Un farmaco in uso per trattare la pressione alta, il "Verapamil", potrebbe divenire un prezioso alleato nella cura del diabete di tipo 1, una malattia autoimmune che porta a distruzione totale delle cellule che producono insulina (beta cellule): uno studio pubblicato sulla rivista Nature Medicine, infatti, mostra che il Verapamil è capace di rallentare la progressione della malattia, "salvando" da morte certa le cellule beta ancora presenti nei pazienti con diagnosi recente. In questa maniera si presume che i pazienti che prendano Verapamil all'esordio del diabete possano avere una malattia meno grave e più facilmente gestibile anche con meno insulina.

 Condotto da diabetologi della University of Alabama a Birmingham, lo studio "offre spunti molto affascinanti, anche alla luce del possibile utilizzo di un farmaco molto noto, a diposizione da anni, e di cui si conoscono tutti i possibili effetti clinici", commenta Marco Giorgio Baroni, docente di Endocrinologia e Diabetologia presso il Dipartimento di Medicina Sperimentale, Università di Roma La Sapienza. Il diabete di tipo 1 (T1D) è una malattia autoimmunitaria: le beta-cellule che producono l'ormone (insulina) per regolare lo zucchero nel sangue (glicemia) vengono danneggiate dall'attacco del sistema immunitario del paziente. Questo diventa quindi dipendente da iniezioni di insulina per regolare la glicemia. Ad oggi mancano terapie in grado di bloccare o quanto meno rallentare questo attacco improprio del sistema immunitario e quindi di salvare le beta cellule.
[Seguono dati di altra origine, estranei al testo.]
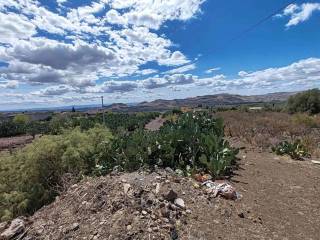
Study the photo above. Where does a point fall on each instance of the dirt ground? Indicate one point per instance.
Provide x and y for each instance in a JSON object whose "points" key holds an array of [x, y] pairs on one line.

Il Verapamil potrebbe essere un buon candidato in questa direzione.

 I ricercatori americani lo hanno testato su 32 soggetti (di 18-44 anni) con diagnosi di diabete di tipo 1 da non più di 3 mesi e che presentavano ancora beta-cellule sfuggite all'attacco autoimmunitario. Gli esperti Usa hanno visto che somministrando Verapamil a questi soggetti, le beta cellule residue avevano salva la loro vita. Verapamil agisce impedendone la morte e riducendo l'infiammazione del tessuto beta-cellulare.
Il trattamento con Verapamil, rispetto a una sostanza placebo ha dimostrato di aumentare la presenza di beta cellule nei pazienti e di frenare l'aumento del fabbisogno insulinico (che si ha in genere nel periodo successivo alla diagnosi). Inoltre i pazienti trattati col farmaco vanno incontro a un minor numero di ipoglicemie (quando lo zucchero nel sangue è troppo poco, evento pericoloso per il cervello) e presentano un migliore controllo glicemico.

L'idea, spiega il diabetologo della Società Italiana di Diabetologia (SID), è di "somministrare Verapamil in soggetti che abbiano ancora una quota di beta-cellule residue, quindi presto alla diagnosi di diabete, ma al momento siamo nel campo della sperimentazione, per cui non sappiamo quando e soprattutto per quanto tempo dovrebbe essere dato il farmaco". "Sarà importante vedere i risultati del farmaco in studi clinici controllati su casistiche più grandi di pazienti - continua Baroni; in questo studio, comunque, si è visto che i soggetti trattati potevano assumere meno insulina e presentavano un migliore controllo glicemico, con meno ipoglicemie".